O mapeamento do Inpe fornece as evidências mais abrangentes de que as marés lunares na atmosfera, de cuja existência já se duvidou, de fato existem e são importantes para conhecer melhor o clima de uma região do espaço habitada por satélites de pesquisa e comunicação.

Quando formulou sua lei de gravitação universal no final do século XVII, o físico e matemático inglês Isaac Newton propôs que, assim como provoca oscilações no nível dos oceanos, a Lua também poderia influenciar a atmosfera, que também se comporta como um fluido. Pierre-Simon Laplace, astrônomo e matemático francês, retomou o tema cerca de um século mais tarde, mas os dados observacionais disponíveis eram insuficientes.

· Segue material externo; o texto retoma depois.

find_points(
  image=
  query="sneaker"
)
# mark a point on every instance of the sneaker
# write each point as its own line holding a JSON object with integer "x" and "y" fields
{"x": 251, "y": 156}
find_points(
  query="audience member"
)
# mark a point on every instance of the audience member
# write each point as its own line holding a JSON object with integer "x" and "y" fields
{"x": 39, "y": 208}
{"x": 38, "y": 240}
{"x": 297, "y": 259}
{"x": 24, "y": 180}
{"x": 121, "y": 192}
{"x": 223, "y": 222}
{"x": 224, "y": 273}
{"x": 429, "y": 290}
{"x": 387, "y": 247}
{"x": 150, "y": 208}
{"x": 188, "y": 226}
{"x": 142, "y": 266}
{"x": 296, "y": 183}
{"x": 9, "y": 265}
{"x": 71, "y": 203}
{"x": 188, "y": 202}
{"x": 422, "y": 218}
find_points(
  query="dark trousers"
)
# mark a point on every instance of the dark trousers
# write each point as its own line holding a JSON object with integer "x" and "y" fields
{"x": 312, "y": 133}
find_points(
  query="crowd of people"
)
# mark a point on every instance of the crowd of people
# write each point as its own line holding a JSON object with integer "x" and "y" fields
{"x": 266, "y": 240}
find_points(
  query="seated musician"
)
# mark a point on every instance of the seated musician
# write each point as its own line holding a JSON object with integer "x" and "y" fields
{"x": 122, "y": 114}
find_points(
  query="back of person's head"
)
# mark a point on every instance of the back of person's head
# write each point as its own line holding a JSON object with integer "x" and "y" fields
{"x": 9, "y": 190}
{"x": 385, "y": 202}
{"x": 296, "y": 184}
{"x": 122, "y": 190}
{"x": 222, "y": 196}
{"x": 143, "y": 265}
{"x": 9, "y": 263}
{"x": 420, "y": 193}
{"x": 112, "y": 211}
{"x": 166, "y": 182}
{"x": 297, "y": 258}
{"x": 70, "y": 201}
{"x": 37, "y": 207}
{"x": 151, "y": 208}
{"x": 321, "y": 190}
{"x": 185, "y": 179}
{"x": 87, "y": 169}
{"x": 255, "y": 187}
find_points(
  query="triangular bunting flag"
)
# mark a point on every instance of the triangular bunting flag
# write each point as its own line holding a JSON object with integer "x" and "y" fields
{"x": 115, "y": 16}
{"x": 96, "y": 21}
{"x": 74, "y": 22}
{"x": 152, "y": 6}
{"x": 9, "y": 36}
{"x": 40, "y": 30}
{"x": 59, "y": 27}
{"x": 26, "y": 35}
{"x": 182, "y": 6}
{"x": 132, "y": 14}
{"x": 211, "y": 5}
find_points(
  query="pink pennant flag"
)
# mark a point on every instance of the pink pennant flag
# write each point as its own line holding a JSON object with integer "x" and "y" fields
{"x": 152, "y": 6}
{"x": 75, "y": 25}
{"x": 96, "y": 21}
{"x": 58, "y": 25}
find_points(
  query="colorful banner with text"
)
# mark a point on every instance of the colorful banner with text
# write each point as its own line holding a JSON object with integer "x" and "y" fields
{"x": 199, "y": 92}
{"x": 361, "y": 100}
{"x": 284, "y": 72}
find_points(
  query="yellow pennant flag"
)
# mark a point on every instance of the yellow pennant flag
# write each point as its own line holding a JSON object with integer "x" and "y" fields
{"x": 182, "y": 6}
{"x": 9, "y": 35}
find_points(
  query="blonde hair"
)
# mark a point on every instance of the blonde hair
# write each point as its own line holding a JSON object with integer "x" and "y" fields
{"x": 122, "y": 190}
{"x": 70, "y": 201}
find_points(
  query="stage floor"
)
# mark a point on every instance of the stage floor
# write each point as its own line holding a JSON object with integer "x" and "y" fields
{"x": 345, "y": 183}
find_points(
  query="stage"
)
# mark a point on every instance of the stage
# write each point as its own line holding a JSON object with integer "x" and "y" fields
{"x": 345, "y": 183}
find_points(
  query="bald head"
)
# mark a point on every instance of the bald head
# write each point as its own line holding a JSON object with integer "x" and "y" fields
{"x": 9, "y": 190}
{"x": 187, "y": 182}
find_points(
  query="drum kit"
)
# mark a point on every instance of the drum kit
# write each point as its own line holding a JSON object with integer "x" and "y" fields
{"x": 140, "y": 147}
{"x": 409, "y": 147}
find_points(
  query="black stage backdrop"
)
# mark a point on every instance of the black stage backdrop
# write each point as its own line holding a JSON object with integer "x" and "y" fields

Só em 1846 o coronel inglês Edward Sabine publicou as primeiras medições consideradas confiáveis das marés lunares na atmosfera, feitas no observatório da ilha britânica de Santa Helena, próximo à costa ocidental da África. Mas tanto essas medições como as feitas nas primeiras décadas do século XX eram pontuais. Agora, com o auxílio do satélite Timed, se conseguiu coletar informações sobre a estratosfera e a mesosfera numa faixa que se estende da latitude 50 Norte, mais ou menos na altura do Canadá e da Rússia, até a latitude 50 Sul, onde ficam a Nova Zelândia e o sul do Chile e da Argentina.